Une grande partie de la couverture médiatique américaine des récentes attaques du Hamas en Israël et de l’escalade de la guerre menée par Israël contre Gaza – comme l’ancien New York Times L’analyse du chef du bureau de Jérusalem, Steven Erlanger, du 9 octobre, ou Radio Nationale Publique L’histoire de la journaliste Juliana Kim du même jour – était fortement axée sur les prétendus échecs d’anticipation ou de compréhension de l’establishment de la sécurité israélien vis-à-vis du Hamas. D’autres reportages ont mis en lumière, entre autres, les souffrances des Palestiniens vivant sous les bombardements à Gaza et des Israéliens attaqués lors d’un festival de musique dans le sud d’Israël.

Ce qui manquait cependant à toute cette couverture, c’était un engagement envers un concept clé qui se trouve au centre de l’analyse fournie par de nombreux universitaires et militants critiques dont les voix sont souvent exclues des récits médiatiques de l’establishment : le concept de colonialisme de peuplement.

Comme je l’ai soutenu ailleurs, une compréhension du colonialisme de peuplement reste essentielle pour quiconque cherche à donner un sens aux injustices quotidiennes en Palestine et dans de nombreux autres endroits, y compris aux États-Unis. Lorsque cette catégorie est absente de la couverture médiatique, il existe un vide explicatif très conséquent. Les médias ont tendance à combler ce vide avec d’autres explications qui soit passent à côté d’aspects essentiels de l’histoire, soit participent activement à détourner l’attention des véritables causes historiques et structurelles qui se cachent derrière les gros titres.

Au niveau le plus fondamental, la catégorie du colonialisme de peuplement souligne que certains territoires sont le théâtre de tentatives continues visant à déplacer ou à éliminer les sociétés et les peuples autochtones et à les remplacer par de nouvelles sociétés de colonisation permanentes. Les États-Unis eux-mêmes sont le produit d’un tel projet ; il en va de même pour Israël, le Canada, l’Australie et la Nouvelle-Zélande, pour ne citer que quelques-uns des exemples les plus marquants.

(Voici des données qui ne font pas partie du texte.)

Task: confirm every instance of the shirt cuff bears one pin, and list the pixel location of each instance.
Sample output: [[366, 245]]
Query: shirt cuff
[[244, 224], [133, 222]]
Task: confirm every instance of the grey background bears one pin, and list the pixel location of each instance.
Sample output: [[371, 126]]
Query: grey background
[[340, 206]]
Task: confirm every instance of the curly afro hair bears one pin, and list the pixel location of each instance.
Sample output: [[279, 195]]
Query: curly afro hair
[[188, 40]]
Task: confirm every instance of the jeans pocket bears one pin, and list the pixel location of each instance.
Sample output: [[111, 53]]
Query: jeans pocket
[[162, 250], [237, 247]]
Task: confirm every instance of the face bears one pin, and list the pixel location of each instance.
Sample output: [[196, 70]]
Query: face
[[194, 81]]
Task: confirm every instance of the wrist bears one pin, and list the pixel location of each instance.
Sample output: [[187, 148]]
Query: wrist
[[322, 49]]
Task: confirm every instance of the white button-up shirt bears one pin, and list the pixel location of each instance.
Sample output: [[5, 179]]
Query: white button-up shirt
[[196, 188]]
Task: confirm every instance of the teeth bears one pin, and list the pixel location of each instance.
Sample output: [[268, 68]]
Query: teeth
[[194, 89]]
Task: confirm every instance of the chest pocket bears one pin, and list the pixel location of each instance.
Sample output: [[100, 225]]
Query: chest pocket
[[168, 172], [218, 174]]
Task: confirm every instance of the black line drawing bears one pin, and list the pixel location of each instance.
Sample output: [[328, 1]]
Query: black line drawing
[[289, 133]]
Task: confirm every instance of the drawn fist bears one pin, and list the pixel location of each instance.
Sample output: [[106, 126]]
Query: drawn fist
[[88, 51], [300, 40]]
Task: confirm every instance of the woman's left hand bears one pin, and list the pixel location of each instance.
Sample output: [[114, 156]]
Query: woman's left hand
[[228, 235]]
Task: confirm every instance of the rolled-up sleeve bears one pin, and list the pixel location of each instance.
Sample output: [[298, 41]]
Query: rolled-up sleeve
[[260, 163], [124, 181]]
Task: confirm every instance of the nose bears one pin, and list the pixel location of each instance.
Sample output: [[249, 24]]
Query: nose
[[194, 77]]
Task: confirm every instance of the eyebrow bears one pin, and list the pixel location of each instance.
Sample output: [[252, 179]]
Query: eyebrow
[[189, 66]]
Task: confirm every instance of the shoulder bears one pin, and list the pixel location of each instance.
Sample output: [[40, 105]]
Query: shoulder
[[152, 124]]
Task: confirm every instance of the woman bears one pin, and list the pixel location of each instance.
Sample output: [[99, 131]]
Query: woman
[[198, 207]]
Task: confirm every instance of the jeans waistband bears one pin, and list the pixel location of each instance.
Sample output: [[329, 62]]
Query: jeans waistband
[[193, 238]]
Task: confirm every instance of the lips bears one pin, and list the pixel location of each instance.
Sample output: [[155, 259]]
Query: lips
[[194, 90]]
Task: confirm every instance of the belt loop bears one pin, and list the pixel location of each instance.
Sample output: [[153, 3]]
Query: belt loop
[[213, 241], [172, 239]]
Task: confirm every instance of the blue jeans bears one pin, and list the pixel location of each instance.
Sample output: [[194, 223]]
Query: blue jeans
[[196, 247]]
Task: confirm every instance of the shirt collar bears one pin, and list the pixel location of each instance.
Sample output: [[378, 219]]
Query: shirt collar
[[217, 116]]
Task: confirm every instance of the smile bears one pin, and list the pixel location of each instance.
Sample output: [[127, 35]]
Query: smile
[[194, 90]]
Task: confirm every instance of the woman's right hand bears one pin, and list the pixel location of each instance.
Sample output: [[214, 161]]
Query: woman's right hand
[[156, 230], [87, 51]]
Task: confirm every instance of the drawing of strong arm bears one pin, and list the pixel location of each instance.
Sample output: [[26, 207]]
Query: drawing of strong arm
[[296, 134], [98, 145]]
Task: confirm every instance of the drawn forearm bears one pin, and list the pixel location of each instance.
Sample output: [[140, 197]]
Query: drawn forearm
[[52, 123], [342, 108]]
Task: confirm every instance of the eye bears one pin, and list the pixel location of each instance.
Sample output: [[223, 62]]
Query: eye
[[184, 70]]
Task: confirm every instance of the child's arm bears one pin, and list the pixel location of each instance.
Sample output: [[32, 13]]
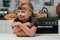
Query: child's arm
[[29, 31], [15, 26]]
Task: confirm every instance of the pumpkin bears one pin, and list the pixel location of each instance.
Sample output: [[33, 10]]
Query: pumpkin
[[58, 9], [10, 16]]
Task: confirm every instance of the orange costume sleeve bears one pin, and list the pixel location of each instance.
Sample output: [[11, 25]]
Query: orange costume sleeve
[[10, 16]]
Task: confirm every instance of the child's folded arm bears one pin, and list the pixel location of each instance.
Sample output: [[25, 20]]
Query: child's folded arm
[[29, 31]]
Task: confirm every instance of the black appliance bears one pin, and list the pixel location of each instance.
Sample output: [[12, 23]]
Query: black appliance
[[47, 25]]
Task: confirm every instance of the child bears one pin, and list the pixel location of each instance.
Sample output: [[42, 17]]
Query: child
[[25, 24]]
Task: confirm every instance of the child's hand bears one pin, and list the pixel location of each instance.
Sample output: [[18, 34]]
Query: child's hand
[[27, 24], [15, 24]]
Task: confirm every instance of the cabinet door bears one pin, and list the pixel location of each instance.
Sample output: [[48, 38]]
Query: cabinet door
[[2, 26]]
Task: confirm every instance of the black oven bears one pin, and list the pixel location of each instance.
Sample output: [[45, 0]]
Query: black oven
[[47, 25]]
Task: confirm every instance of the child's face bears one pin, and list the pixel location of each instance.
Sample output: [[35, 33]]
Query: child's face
[[24, 14]]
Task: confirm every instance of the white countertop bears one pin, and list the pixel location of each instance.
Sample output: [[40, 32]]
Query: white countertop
[[6, 36]]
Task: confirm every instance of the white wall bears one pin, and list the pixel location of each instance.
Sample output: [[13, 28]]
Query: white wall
[[5, 24]]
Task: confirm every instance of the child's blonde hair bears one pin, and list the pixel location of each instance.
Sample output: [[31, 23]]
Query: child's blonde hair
[[30, 7]]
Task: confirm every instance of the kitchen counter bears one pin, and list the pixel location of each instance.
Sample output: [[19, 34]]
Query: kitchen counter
[[5, 36]]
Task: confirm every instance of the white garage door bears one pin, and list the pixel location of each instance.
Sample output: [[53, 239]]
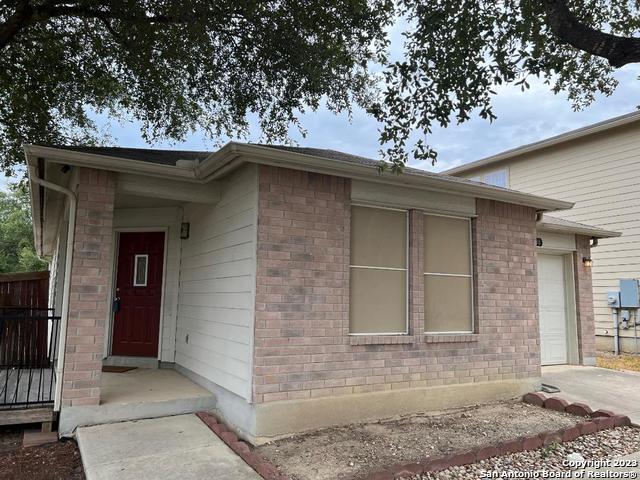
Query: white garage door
[[553, 309]]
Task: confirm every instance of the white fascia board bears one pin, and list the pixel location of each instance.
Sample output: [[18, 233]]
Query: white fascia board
[[230, 154], [105, 162], [587, 232]]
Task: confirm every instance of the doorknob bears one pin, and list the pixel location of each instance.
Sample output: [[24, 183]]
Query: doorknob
[[116, 305]]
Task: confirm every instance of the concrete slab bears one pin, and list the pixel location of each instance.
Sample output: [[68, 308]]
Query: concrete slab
[[147, 385], [179, 447], [597, 387], [138, 394]]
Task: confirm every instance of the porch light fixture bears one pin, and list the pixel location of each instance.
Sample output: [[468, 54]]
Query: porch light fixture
[[184, 230]]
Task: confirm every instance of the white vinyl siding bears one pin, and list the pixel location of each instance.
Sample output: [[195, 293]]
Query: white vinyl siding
[[601, 174], [217, 286]]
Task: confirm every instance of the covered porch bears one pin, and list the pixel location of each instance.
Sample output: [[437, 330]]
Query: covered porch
[[140, 393], [114, 239]]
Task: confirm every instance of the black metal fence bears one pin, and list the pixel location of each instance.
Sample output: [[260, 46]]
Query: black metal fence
[[28, 345]]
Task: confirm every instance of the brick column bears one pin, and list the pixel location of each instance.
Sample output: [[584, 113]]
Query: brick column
[[507, 286], [90, 284], [584, 303]]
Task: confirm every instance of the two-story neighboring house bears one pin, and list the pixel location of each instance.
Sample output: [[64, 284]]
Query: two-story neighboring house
[[598, 168]]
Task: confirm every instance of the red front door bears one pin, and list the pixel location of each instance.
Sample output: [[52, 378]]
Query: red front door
[[136, 322]]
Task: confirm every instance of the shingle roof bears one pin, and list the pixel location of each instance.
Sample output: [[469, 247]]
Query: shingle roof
[[349, 158], [151, 155]]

Les spécialistes du colonialisme de peuplement soulignent que ces projets sont en cours et ne se situent pas seulement dans le passé. Cela signifie, par exemple, que lorsque des soldats israéliens ou des milices de colons attaquent des Palestiniens et les forcent à quitter leurs maisons et leurs terres, il ne s’agit pas simplement d’incidents criminels isolés ; ils font partie du processus continu de mise en œuvre et d’extension de la colonisation de la Palestine.

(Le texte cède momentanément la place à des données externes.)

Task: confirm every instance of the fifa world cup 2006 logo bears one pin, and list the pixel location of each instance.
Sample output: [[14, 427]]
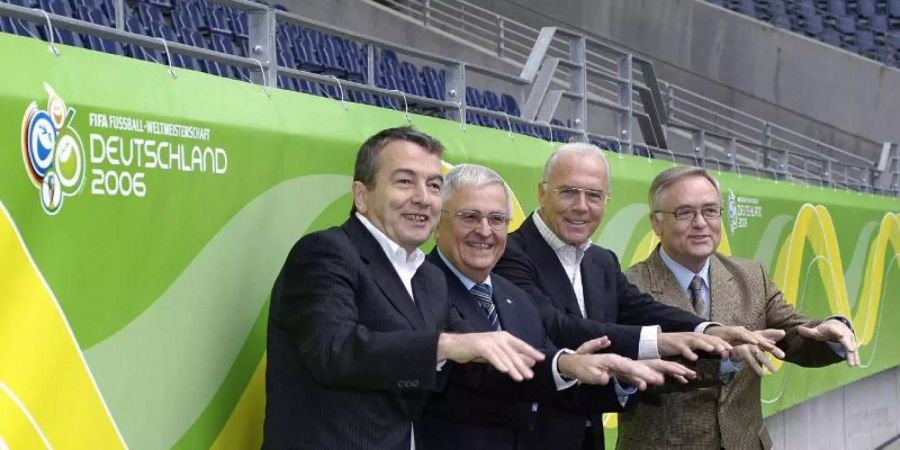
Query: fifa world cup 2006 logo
[[52, 151]]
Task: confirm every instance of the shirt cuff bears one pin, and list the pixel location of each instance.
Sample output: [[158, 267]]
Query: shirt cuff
[[561, 383], [624, 391], [727, 366], [647, 346], [701, 328], [838, 349]]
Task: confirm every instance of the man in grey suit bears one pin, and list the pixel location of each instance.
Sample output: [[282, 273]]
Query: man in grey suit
[[479, 409], [685, 271], [356, 336]]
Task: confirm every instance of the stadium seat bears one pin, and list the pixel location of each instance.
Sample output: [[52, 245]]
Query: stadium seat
[[434, 87], [219, 22], [98, 17], [134, 25], [509, 104], [150, 14], [166, 32]]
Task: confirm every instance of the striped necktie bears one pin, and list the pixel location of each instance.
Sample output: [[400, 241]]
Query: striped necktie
[[701, 306], [482, 294]]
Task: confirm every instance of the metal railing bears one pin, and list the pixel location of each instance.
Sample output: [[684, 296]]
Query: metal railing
[[747, 137], [609, 78]]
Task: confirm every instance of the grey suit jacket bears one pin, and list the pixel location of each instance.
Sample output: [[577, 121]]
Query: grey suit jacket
[[728, 416]]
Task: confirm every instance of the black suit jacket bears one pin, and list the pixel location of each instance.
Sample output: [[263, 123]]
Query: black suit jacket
[[351, 357], [614, 307], [484, 409]]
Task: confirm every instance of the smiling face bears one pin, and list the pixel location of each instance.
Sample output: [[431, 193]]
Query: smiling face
[[689, 242], [574, 221], [405, 198], [473, 251]]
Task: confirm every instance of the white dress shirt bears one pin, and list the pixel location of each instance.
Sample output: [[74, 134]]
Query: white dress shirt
[[405, 264], [570, 257], [561, 384]]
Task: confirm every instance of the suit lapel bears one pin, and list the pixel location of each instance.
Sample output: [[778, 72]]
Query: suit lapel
[[383, 273], [554, 273], [460, 298], [664, 285], [592, 282], [723, 291]]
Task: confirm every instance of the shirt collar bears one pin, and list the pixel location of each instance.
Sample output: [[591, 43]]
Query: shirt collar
[[467, 282], [553, 240], [395, 253], [683, 274]]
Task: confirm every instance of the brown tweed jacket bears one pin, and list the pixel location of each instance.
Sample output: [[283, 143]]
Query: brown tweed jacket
[[720, 416]]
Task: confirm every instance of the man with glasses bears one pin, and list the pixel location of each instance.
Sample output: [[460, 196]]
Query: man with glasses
[[481, 409], [685, 271], [357, 324], [552, 258]]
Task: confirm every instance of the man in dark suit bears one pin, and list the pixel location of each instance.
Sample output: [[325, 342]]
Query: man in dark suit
[[552, 258], [685, 271], [479, 410], [355, 339]]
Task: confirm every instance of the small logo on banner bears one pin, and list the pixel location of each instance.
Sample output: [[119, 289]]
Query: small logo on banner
[[52, 151]]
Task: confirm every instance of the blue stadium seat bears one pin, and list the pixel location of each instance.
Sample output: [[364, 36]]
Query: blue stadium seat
[[134, 25], [411, 80], [224, 44], [491, 100], [832, 37], [879, 22], [108, 7], [837, 7], [306, 57], [509, 104], [150, 14], [434, 87], [165, 4], [846, 25], [813, 24], [219, 22], [865, 8], [98, 17], [197, 9], [166, 32]]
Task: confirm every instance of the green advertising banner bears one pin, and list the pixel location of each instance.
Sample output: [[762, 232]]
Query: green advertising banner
[[144, 217]]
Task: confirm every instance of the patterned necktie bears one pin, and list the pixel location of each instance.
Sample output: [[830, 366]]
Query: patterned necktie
[[701, 307], [482, 294]]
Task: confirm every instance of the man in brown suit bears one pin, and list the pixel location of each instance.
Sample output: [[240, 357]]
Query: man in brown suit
[[685, 271]]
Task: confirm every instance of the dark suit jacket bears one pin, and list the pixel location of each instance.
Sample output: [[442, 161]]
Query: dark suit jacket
[[350, 356], [614, 307], [482, 408], [728, 416]]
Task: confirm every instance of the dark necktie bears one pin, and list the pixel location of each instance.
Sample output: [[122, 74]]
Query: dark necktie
[[701, 307], [482, 294]]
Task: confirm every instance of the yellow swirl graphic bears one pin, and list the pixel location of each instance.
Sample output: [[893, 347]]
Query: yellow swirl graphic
[[814, 226], [48, 398]]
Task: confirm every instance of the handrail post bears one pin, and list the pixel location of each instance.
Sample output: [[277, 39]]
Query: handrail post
[[262, 29], [625, 124]]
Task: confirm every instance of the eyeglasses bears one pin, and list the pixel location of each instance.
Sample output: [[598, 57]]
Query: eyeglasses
[[686, 213], [472, 219], [570, 194]]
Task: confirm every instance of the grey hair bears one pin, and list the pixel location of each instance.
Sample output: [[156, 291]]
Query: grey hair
[[670, 176], [367, 156], [472, 175], [579, 148]]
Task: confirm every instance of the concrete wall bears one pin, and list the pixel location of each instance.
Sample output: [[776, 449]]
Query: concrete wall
[[818, 90], [862, 415]]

Avec le recul, nous savons que de telles actions ont été fondamentales pour la colonisation de l’Amérique du Nord via des massacres organisés, des dépossessions légales et des violences d’autodéfense sur la soi-disant « frontière ». Nous voyons maintenant ces dynamiques sous nos yeux, l’ensemble du territoire palestinien constituant essentiellement la « frontière » du projet sioniste. Pourtant, les organes de presse de l’establishment échouent systématiquement à replacer ces actions dans leur contexte approprié.

Un vide explicatif

À titre d’exemple, considérons l’« explicatif » et d’autres éléments de contexte que les agences de presse produisent régulièrement, apparemment dans le but de mettre en contexte les dernières nouvelles. Quiconque produit une telle pièce doit décider quel est réellement le contexte pertinent, et de telles décisions sont rarement prises de manière transparente.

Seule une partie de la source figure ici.